Several basins in S. Nevada and NW Arizona record a transition from lacustrine to fluvial deposition between ~5.6 and 4.2 Ma that represents local inception of the Colorado River (CR). In the Lake Mead (LM) region near the modern CR, a series of lakes dominated the late Miocene landscape. In the eastern LM region, the Hualapai Limestone (HL) accumulated in such lakes in the Grand Wash trough, just west of the mouth of the Grand Canyon, and in northern Detrital basin. Geochemical, petrographic, and paleontologic data demonstrate a lacustrine origin for the HL. 40Ar/39Ar and tephrochronologic data bracket the HL between 11 and 6 Ma. It is one of the youngest deposits formed prior to integration of the eastern LM region into a through-flowing CR. In the Grand Wash trough, a 4.4 Ma basalt flow is intercalated in CR gravels. In the western LM region, a lacustrine limestone just north of Frenchman Mt. rests on the ~5.6 Ma Wolverine Creek tephra and interfingers eastward with a gypsum deposit that extends to near the modern CR. These relations bracket CR inception in the LM region between ~5.6 and 4.4 Ma. To the south in the Lake Mohave and Laughlin-Bullhead City area, alluvial fans dominated the late Neogene landscape until ~5.6 Ma when small lakes formed. Near Bullhead City, the ~5.6 Ma Wolverine Creek tephra lies directly below a thin limestone. Nearby, younger CR gravels contain the 3.6-4.2 Ma “lower Nomlaki” tephra (A. Sarna-Wojcicki, pers. com. 2002). Thus, inception of the CR in the Lake Mohave area is bracketed between ~5.6 and 4.2 Ma, similar to that in the LM region.

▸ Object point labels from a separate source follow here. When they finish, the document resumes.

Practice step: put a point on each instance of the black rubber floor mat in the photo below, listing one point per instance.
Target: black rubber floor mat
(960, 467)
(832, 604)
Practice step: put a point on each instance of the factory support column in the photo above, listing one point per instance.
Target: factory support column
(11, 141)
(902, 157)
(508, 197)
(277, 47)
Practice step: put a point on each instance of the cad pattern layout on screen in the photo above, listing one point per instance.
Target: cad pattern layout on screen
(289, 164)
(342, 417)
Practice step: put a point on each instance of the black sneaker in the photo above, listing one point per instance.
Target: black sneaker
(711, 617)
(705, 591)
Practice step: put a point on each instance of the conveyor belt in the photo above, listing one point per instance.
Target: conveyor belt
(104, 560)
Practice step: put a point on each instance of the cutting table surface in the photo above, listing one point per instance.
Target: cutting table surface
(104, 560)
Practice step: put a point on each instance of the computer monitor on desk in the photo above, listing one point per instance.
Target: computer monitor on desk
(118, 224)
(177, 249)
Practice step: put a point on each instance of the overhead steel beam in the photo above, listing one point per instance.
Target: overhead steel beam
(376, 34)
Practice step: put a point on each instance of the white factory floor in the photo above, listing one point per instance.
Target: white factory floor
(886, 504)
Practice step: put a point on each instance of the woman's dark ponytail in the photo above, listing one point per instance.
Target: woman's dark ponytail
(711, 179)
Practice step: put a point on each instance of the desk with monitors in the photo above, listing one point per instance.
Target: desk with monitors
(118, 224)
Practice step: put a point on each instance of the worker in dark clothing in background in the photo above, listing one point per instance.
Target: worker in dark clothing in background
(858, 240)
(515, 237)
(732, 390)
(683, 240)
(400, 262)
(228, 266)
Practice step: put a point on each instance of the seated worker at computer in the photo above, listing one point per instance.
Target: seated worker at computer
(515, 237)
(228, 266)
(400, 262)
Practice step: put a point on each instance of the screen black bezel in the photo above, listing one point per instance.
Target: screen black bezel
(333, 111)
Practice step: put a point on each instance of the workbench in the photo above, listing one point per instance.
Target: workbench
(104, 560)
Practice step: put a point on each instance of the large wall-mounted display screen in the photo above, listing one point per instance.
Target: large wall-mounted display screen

These relations indicate relatively rapid, regional inception of the CR in the early Pliocene. The chemistry of late Neogene lakes may hold important clues to the mechanisms of inception. Sr isotopic data from the HL (87Sr/86Sr to 0.7196) imply that source waters for some lakes differed significantly from modern CR water and may have been largely derived from groundwater issuing from the W. Colorado Plateau and/or central Nevada carbonate aquifer. Available data suggest, however, that lacustrine deposits in the western LM and Lake Mohave regions are slightly younger than the HL in the eastern LM region. This may imply that the lakes partly served as temporary sinks for CR water and were progressively formed and breached in a cascading downstream sequence.